Sundance Film poster
Directed by Todd Douglas Miller
Produced by Todd Douglas Miller
Music by Matt Morton
Cinematography Thomas Petersen
Edited by Todd Douglas Miller
Production
company
Statement Pictures
Distributed by CNN Films
Lionsgate
Release dates
  • January 16, 2014 (2014-01-16) (Sundance)
Running time
100 minutes
Country United States
Language English

Dinosaur 13 is a 2014 American documentary film directed and produced by Todd Douglas Miller.[1] The film premiered in competition category of U.S. Documentary Competition program at the 2014 Sundance Film Festival on January 16, 2014.[2][3]
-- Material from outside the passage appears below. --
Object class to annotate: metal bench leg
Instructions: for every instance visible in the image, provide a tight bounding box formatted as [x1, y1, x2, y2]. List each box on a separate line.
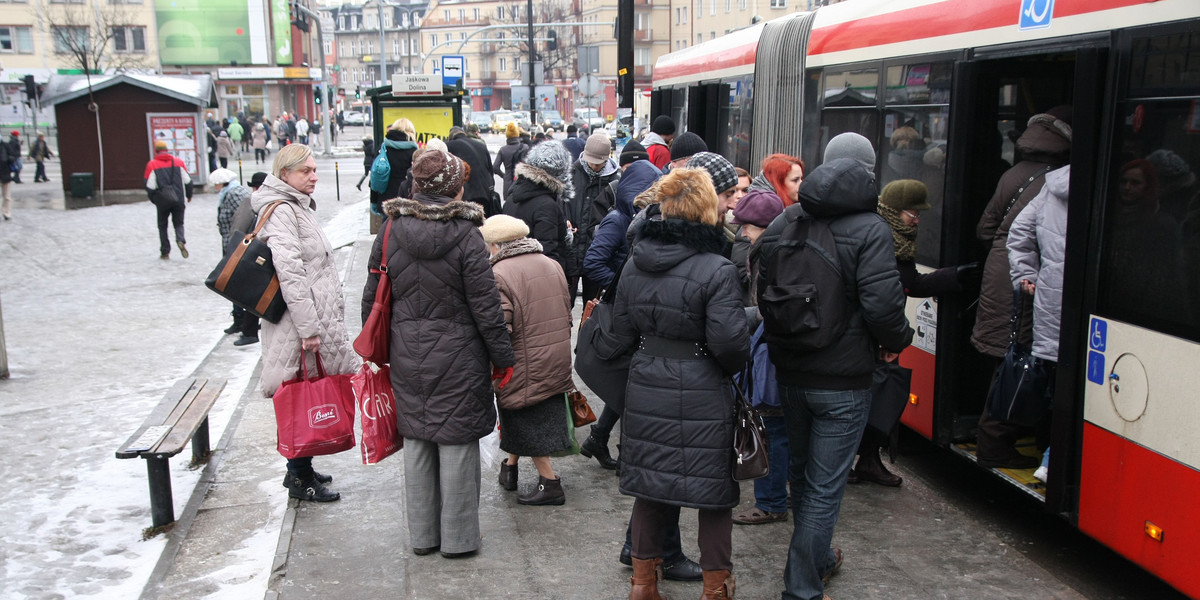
[191, 415, 211, 464]
[146, 456, 174, 528]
After its premiere at the Sundance Film Festival, CNN Films and Lionsgate acquired distribution rights of the film.[4][5] In 2015 Dinosaur 13 won the Emmy for Outstanding Science and Technology Programming at the 36th Annual News and Documentary Emmy Awards. [6]

Plot

The film depicts the event of 1990, when American paleontologist Sue Hendrickson working with Pete Larson and his team discovered the largest and most complete Tyrannosaurus rex ever found (nicknamed "Sue") while digging in the badlands of South Dakota. The skeleton was seized from Larson by the federal government, followed by a ten-year-long battle with the FBI, the National Park Service, the Bureau of Indian Affairs, and Maurice Williams, the landowner on whose property the bones were discovered. Pete Larson also spent 18 months in prison.[7]

Reception

The film received positive response from critics. Dennis Harvey, in his review for Variety, called the documentary "engrossing".[8] Duane Byrge of The Hollywood Reporter gave the film positive review and said that it involves a "story of scientific discovery and petty politics".[9] Eric Kohn from Indiewire in his review said that "A subset of the recent scientific-documentary-as-thriller tradition epitomized by The Cove and Blackfish, Todd Douglas Miller's Dinosaur 13 is both awe-inspiring and tragic."[10]

After the film aired, The Society of Vertebrate Paleontology, a society of professional academic paleontologists that depend largely on government grants for research as well as access to publicly-owned land to carry out their work on, issued a statement of full support for legally-protecting fossils on public land and criticized Dinosaur 13 for implying that government ownership of fossil specimens impedes paleontological science.[11]